Lawyers for the young man, known only as Witness B, will issue a writ next week seeking "substantial" damages for false imprisonment and wrongful arrest. The marble plaque in Eltham, south-east London, where Stephen was murdered, has been vandalised several times, most recently on Wednesday night, when white paint was daubed on it hours after the release of the public inquiry report into the police investigation of Stephen's death.

Witness B was arrested and questioned last May after a hammer attack on the plaque. The hammer was left at the scene, and the incident was captured by a surveillance camera, which has since been replaced by a dummy.

Police later arrested Stuart Hollingdale, 32, from Penge, who was jailed for two and a half months in June. Police found literature from extreme right-wing groups such as Combat 18 and the National Front at his home. Witness B's solicitor, Mark Bowen, said yesterday that the writ would allege that there had been no grounds for arrest. "No reasonable person could say that the person in the video matches my client," he said. "The only similarity is that both are white.

"My client cannot understand why, at a time when he was helping police, he was arrested. The arresting officer knew he was a protected witness." Witness B made a statement in November 1993, seven months after Stephen was killed, in which he said that he had seen Neil Acourt and David Norris, two of the five suspects, near the scene at the time of the murder. He said he had been on a passing bus.

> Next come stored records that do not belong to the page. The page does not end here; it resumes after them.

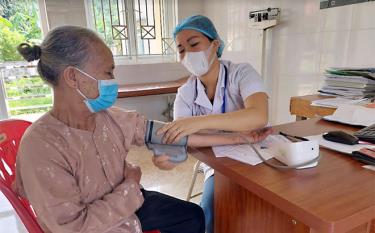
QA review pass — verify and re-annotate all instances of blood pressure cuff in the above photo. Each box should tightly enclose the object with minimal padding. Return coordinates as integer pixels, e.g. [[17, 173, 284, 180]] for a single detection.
[[145, 120, 188, 163]]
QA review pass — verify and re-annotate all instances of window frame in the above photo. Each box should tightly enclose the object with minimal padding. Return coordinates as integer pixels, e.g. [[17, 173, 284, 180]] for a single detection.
[[84, 0, 178, 65]]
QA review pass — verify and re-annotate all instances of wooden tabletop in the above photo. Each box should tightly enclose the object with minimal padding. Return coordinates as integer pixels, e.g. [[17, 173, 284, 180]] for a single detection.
[[118, 77, 188, 98], [192, 118, 375, 232], [290, 95, 336, 120]]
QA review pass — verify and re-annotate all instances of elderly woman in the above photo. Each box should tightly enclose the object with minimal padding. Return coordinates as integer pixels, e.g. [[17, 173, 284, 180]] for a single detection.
[[16, 26, 204, 233]]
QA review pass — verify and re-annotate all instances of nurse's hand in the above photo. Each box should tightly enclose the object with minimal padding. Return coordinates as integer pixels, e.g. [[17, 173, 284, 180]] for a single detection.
[[238, 127, 273, 144], [152, 155, 177, 170], [157, 117, 204, 144]]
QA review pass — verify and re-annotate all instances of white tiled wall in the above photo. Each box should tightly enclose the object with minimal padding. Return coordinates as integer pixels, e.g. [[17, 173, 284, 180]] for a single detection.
[[203, 0, 375, 124]]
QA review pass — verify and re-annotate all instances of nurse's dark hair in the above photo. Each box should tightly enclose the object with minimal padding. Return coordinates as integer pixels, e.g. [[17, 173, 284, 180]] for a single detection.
[[17, 26, 102, 86]]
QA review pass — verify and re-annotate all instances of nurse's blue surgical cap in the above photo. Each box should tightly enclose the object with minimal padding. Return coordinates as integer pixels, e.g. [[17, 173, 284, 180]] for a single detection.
[[173, 15, 224, 57]]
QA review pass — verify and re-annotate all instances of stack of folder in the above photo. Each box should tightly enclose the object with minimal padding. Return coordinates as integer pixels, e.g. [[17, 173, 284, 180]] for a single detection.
[[319, 68, 375, 99]]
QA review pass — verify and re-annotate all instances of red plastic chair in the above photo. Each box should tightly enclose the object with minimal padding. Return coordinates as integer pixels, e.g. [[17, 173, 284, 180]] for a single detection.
[[0, 120, 160, 233]]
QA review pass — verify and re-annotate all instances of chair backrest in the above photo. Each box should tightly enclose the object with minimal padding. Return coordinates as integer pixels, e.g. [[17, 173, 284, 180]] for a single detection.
[[0, 120, 43, 233], [0, 120, 31, 185]]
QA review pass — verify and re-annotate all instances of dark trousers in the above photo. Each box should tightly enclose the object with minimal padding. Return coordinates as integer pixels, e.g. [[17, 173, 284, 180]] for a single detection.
[[136, 189, 205, 233]]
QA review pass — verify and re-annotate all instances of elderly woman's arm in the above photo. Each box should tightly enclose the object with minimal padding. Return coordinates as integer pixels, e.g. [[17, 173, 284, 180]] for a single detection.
[[158, 92, 268, 143], [17, 137, 144, 232]]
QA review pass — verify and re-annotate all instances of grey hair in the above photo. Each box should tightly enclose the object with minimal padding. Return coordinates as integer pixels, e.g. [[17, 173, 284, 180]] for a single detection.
[[17, 26, 103, 86]]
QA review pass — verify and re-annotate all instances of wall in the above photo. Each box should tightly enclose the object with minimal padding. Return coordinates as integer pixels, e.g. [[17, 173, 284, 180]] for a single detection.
[[203, 0, 375, 124]]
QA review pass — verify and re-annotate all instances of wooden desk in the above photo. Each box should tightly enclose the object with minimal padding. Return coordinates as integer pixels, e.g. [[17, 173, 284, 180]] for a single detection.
[[290, 95, 336, 121], [118, 77, 188, 98], [192, 119, 375, 233]]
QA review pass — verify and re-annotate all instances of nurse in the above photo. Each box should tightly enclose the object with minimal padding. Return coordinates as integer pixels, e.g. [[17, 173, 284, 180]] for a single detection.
[[159, 15, 268, 233]]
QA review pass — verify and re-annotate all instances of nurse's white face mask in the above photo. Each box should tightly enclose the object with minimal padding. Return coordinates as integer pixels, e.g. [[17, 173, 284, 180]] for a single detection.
[[181, 44, 215, 77]]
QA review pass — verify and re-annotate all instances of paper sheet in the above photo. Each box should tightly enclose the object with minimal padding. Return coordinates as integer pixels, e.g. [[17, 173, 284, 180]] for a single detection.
[[212, 135, 291, 165], [323, 105, 375, 126]]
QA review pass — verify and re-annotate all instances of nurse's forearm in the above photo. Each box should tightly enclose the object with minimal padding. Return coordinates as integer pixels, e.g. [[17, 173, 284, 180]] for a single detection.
[[199, 108, 268, 131], [188, 134, 243, 147]]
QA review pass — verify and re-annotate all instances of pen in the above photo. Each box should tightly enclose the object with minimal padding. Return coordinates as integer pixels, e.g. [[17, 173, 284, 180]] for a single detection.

However, he later said that he was not sure if he had seen Neil Acourt or his brother, Jamie, and he was unable to pick out Norris at an identification parade. Mr Bowen said that Witness B was "devastated" by the inquiry report's apparent acceptance of the police's assertion that he was a "Walter Mitty" character and a habitual liar. "He accepts that his evidence was not of the highest quality, but he did his best," he said.

"Since the murder he has lost all his friends, he has rarely been in employment, he has had to move from area to area, and he has had threats to his life. He wishes that he had never got involved."

Jack Straw, the Home Secretary, and Stephen's parents, Neville and Doreen, visited the memorial plaque on Thursday soon after the latest vandalism.

Yesterday there was a steady stream of visitors.